The Chicago Board of Education has been appointed by the mayor since its inception in 1872. The Board of Education currently has seven members who serve staggered terms. The mayor appoints the board, its president and the CEO of Chicago Public Schools. Chicago is the only city in the State of Illinois that has this arrangement.
There has been a lot of “back and forth” as to whether or not CPS should have an elected school board. Some people who are opposed to the notion argue that Chicago has enough layers of bureaucracy and corruption, and we do not need to compound the situation by having yet another elected body.
Others believe that we should have a combination of elected and appointed members. People who oppose this idea believe the board should be either all elected or all appointed, and that having a mixture would cause confusion and division based on whether the member is elected versus appointed.
The issues confronting our public school system are complex, and cannot all be resolved by having an elected school board, in and of itself.
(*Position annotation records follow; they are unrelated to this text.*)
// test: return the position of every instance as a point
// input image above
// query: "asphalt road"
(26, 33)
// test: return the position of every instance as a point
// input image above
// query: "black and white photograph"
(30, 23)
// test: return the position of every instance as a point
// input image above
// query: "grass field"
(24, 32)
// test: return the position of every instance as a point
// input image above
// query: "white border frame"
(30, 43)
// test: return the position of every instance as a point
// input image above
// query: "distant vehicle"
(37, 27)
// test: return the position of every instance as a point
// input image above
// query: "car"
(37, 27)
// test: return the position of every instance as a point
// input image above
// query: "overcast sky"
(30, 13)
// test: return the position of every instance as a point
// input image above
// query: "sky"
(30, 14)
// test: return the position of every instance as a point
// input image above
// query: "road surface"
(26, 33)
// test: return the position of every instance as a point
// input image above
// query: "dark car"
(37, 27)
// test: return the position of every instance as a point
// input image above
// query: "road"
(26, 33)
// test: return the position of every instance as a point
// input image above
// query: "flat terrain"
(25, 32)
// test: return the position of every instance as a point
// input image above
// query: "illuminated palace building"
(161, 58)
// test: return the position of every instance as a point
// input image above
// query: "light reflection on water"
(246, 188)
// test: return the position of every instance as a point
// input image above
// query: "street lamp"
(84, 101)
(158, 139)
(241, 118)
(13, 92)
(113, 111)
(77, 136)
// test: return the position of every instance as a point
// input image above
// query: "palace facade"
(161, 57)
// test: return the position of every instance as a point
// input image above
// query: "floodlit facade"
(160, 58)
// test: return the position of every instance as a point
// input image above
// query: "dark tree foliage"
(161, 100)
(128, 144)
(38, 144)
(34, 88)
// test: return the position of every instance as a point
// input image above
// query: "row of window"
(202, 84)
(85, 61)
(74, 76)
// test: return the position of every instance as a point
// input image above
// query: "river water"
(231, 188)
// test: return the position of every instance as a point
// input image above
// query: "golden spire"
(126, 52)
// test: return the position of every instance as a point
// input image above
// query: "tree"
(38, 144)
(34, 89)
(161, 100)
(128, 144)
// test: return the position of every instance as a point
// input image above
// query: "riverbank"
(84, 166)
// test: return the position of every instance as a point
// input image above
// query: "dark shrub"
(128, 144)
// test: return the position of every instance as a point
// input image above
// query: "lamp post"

Even so, I believe that having an elected school board is the best option for CPS to select board members at this time. Here are my reasons:
- The CPS board members are appointed by the Mayor and not elected by the people. They answer to the mayor and ignore the community.
- Some members of the board voted to raise the CPS property taxes to the highest amounts allowed by the law. At the same time, they have lobbied to lower property taxes for themselves. Some residents of communities like North Lawndale have seen their property taxes increase at a faster rate than people from other parts of the city, in spite of the fact that property values are decreasing and many home owners are on fixed incomes.
- North Lawndale is the target area for school closings, turnarounds and other educational experiments that can distract our students. Yet, there is not one person on the CPS board from the West Side.
- Even though the board is made up of business people, Chicago Public Schools just proposed a budget that will spend all the cash reserves for next year. As a result, their credit score was lowered. CPS must now pay higher interest rates. The more money they spend on interest, the less money will be available for the classroom.
- Last year, the City had over $1.2 billion in surplus from its tax increment financing fund, money that is intended for economic development and job creation. About half of this money would have gone to CPS if it weren't put in the TIF fund. The current board refuses to push for reforms that would allow excess TIF funds to go back to the schools. Instead, the unused funds collect interest, and CPS raises taxes to cover their expenses. We need school board members who can feel our pain, have a genuine concern for our community and take action. In short, we need a school board elected by the people, for the people.
Ideally, the elected school board should be structured to attract a good mix of people from around the City of Chicago. The board should be geographically and ethnically diverse, include members with various skill sets, including business management, law, public education and policy and advocacy.
We are very happy that state Rep. La Shawn K. Ford is sponsoring HB 5727, to create a task force that will study the optimal governance structure and process to ensure efficiency and representation from a broad cross section of stakeholders in the City of Chicago.
It is our hope that the democratic process will lead us to increased civic engagement and greater opportunities for input on how best to run our schools from parents, students, voters and taxpayers.
Valerie F. Leonard is co-founder of The Lawndale Alliance.